Salvo excepciones muy puntuales, el trabajo se limitaba a cazar a un animal
peligroso, como si de un oso o un lobo descarriado se tratara.
Pero las
posesiones eran una mezcla entre una cosa y otra. En una posesión, un ente
ectoplásmico (un ser celestial con buenas intenciones, un demonio malvado o un
fantasma neutral) toma posesión del cuerpo real de otra criatura (en este caso,
de un humano) para llevar a cabo una misión. Así, una posesión es una mezcla de
un “humo” (el parásito) y un “encarnado” (el huésped). En una
posesión, los agentes de la ACPEX deben enfrentarse a ambas manifestaciones
paranormales.
- Estamos
seguros, señor – contestó el técnico que le había acompañado hasta la “Sala de Luces”. – Cumple todas las especificaciones de una posesión.
- ¿Quién hizo
las lecturas? – preguntó el general.
- Marta fue
quien las hizo – dijo el técnico, señalando a la mujer que había señalado el “punto caliente” en el mapa con los
círculos verdes desde el ordenador.
- El punto
rojo apareció a las 14:37 de esta tarde – comenzó a informar la mujer,
poniéndose en pie y acercándose al general, que seguía apoyado en la barandilla
con forma de tubo, mirando fijamente la pantalla de plasma. – Surgió en una zona libre de nubes azules.
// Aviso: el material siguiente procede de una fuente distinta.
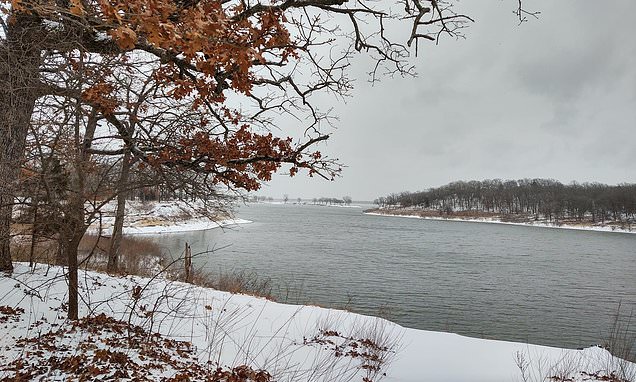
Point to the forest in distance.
(531, 198)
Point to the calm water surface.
(546, 286)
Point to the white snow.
(495, 221)
(239, 329)
(153, 218)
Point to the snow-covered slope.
(161, 217)
(218, 329)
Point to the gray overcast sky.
(552, 98)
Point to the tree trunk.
(71, 237)
(19, 80)
(122, 193)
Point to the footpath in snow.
(204, 328)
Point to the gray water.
(529, 284)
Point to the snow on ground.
(495, 221)
(292, 343)
(161, 217)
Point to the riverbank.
(201, 329)
(154, 218)
(483, 217)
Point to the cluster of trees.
(103, 100)
(545, 198)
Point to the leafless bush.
(243, 282)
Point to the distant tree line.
(542, 198)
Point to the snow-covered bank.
(153, 218)
(293, 343)
(309, 204)
(496, 221)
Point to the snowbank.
(293, 343)
(495, 221)
(153, 218)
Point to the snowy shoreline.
(302, 336)
(495, 221)
(156, 218)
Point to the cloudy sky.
(552, 98)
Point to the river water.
(545, 286)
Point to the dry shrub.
(44, 251)
(243, 282)
(137, 256)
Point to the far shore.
(476, 217)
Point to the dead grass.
(241, 282)
(138, 256)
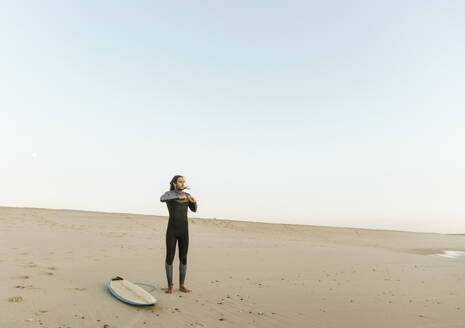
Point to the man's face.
(180, 183)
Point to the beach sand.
(54, 266)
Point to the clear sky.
(336, 113)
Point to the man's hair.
(174, 180)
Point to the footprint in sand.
(26, 287)
(30, 265)
(23, 277)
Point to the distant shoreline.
(231, 220)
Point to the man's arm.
(169, 195)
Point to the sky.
(332, 113)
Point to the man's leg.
(170, 251)
(183, 243)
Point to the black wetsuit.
(177, 230)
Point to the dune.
(54, 266)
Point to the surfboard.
(129, 292)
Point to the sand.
(54, 266)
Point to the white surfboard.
(130, 293)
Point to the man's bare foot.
(184, 289)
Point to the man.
(177, 201)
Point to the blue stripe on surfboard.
(122, 299)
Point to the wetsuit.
(177, 231)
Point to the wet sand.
(54, 266)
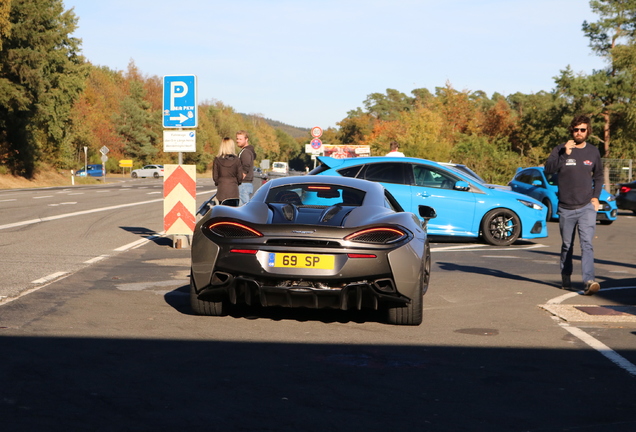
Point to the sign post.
(179, 111)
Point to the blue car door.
(455, 209)
(415, 185)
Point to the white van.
(280, 167)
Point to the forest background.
(54, 102)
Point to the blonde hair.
(227, 147)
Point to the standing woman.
(227, 171)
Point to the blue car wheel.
(501, 227)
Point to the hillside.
(293, 131)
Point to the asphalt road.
(110, 344)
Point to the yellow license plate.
(308, 261)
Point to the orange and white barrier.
(179, 199)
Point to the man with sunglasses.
(580, 173)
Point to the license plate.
(308, 261)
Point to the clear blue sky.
(308, 62)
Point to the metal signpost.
(104, 151)
(179, 101)
(179, 111)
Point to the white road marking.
(591, 341)
(482, 248)
(96, 259)
(49, 278)
(66, 203)
(599, 346)
(66, 215)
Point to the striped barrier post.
(179, 201)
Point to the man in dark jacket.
(247, 156)
(580, 171)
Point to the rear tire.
(548, 204)
(204, 307)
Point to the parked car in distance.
(533, 182)
(280, 167)
(315, 242)
(259, 173)
(626, 196)
(94, 170)
(465, 207)
(155, 171)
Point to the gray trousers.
(245, 192)
(582, 220)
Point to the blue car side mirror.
(427, 212)
(461, 185)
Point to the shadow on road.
(62, 384)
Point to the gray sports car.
(315, 242)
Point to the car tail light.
(233, 230)
(380, 235)
(362, 255)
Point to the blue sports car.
(465, 207)
(533, 182)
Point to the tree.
(5, 22)
(387, 107)
(41, 74)
(134, 123)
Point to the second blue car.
(533, 182)
(465, 207)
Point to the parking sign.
(179, 101)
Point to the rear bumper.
(351, 295)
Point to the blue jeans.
(245, 192)
(582, 220)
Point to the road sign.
(179, 141)
(179, 101)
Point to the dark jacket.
(580, 175)
(227, 174)
(247, 155)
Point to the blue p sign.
(179, 101)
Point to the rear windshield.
(316, 195)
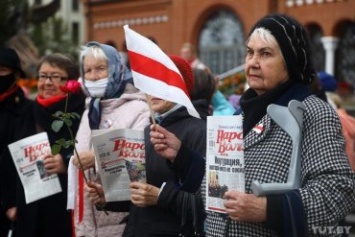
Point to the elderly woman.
(113, 102)
(278, 68)
(49, 216)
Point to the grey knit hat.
(293, 41)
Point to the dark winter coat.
(160, 220)
(48, 216)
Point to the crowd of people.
(278, 69)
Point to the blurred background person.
(189, 53)
(16, 123)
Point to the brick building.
(219, 27)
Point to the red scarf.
(9, 92)
(49, 101)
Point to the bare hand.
(165, 143)
(245, 207)
(95, 193)
(87, 159)
(11, 213)
(143, 194)
(54, 164)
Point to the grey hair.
(94, 50)
(267, 37)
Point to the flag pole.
(151, 110)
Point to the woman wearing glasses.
(48, 216)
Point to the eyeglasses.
(52, 78)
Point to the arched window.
(221, 42)
(345, 54)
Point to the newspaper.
(27, 155)
(120, 157)
(225, 159)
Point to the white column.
(330, 44)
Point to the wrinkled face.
(50, 78)
(160, 106)
(265, 67)
(95, 69)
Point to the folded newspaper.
(120, 157)
(27, 155)
(225, 159)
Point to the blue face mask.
(6, 82)
(96, 88)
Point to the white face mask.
(97, 88)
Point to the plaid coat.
(328, 184)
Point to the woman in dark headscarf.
(278, 69)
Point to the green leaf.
(68, 122)
(56, 149)
(57, 125)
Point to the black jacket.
(160, 220)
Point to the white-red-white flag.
(154, 72)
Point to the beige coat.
(128, 111)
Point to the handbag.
(190, 206)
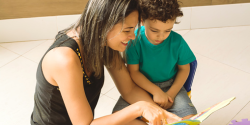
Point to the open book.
(200, 117)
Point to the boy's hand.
(170, 100)
(162, 99)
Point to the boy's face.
(156, 31)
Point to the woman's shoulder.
(61, 57)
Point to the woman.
(70, 74)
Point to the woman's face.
(119, 35)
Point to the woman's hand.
(155, 114)
(162, 99)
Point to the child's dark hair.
(160, 10)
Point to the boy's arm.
(159, 96)
(181, 77)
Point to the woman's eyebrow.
(157, 29)
(129, 28)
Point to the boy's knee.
(188, 116)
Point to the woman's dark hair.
(97, 19)
(162, 10)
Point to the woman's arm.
(65, 69)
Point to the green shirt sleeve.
(185, 54)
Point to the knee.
(188, 116)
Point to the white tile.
(18, 79)
(215, 82)
(185, 20)
(244, 113)
(36, 53)
(21, 47)
(182, 32)
(108, 83)
(66, 21)
(28, 29)
(220, 16)
(113, 93)
(104, 106)
(6, 56)
(228, 45)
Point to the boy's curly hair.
(160, 10)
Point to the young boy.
(159, 60)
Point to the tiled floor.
(223, 71)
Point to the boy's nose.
(132, 36)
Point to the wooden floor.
(223, 71)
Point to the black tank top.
(49, 108)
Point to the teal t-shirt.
(159, 62)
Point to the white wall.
(39, 28)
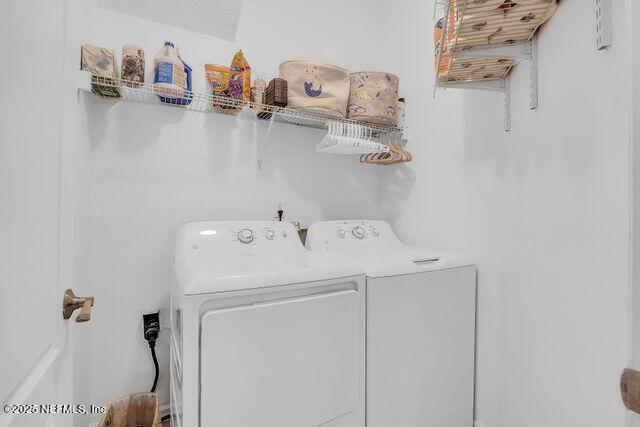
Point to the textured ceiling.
(217, 18)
Inmediatamente se
localizó su posición y se registró en los discos de control. Al instante se
apagó, así que guardamos y cerramos el archivo. Pero el punto rojo volvió a
aparecer a los pocos segundos y se mantuvo allí, parpadeando durante un rato
hasta que se puso fijo.
- ¿Realizó
usted todas las operaciones? – preguntó el general, sin volverse hacia la
mujer.
- Sí señor.
Informé a mi superior de lo que había ocurrido, pero fui yo la que realizó todo
el protocolo – contestó Marta.
- ¿Cuántas
veces parpadeó? – preguntó el general, y esta vez sí que se volvió a mirar a la
mujer.
Marta tragó
saliva. No era la primera vez que hablaba con el general Muriel Maíllo (en
realidad tenía un trato cercano y cordial con él), pero la situación le ponía
nerviosa. Sabía que el director de la agencia era un hombre serio y exigente,
pero también sabía que no era un ogro. Aún así tragó saliva y pensó bien la
respuesta, algo inquieta.
- No podría
decirlo con seguridad, señor, pero creo que fue más de cinco veces – contestó
al fin, con la voz no del todo segura. – Seis o siete veces....
El general
asintió, satisfecho, volviéndose a mirar hacia la pantalla de plasma. Parecía
preocupado y cabreado a partes iguales. Marta estaba más tranquila, pues sabía
que no estaba enfadado con ella, precisamente.
- Mierda.... –
musitó el general, sorprendiendo al técnico y a Marta, que seguían a su lado.
El general
miraba fijamente el pequeño grupo de píxeles que formaban el punto rojo rodeado
por dos circunferencias verdes. Apretó los dientes, molesto.
Su intuición
le decía que aquello no había hecho más que empezar.
Y su intuición
nunca le fallaba.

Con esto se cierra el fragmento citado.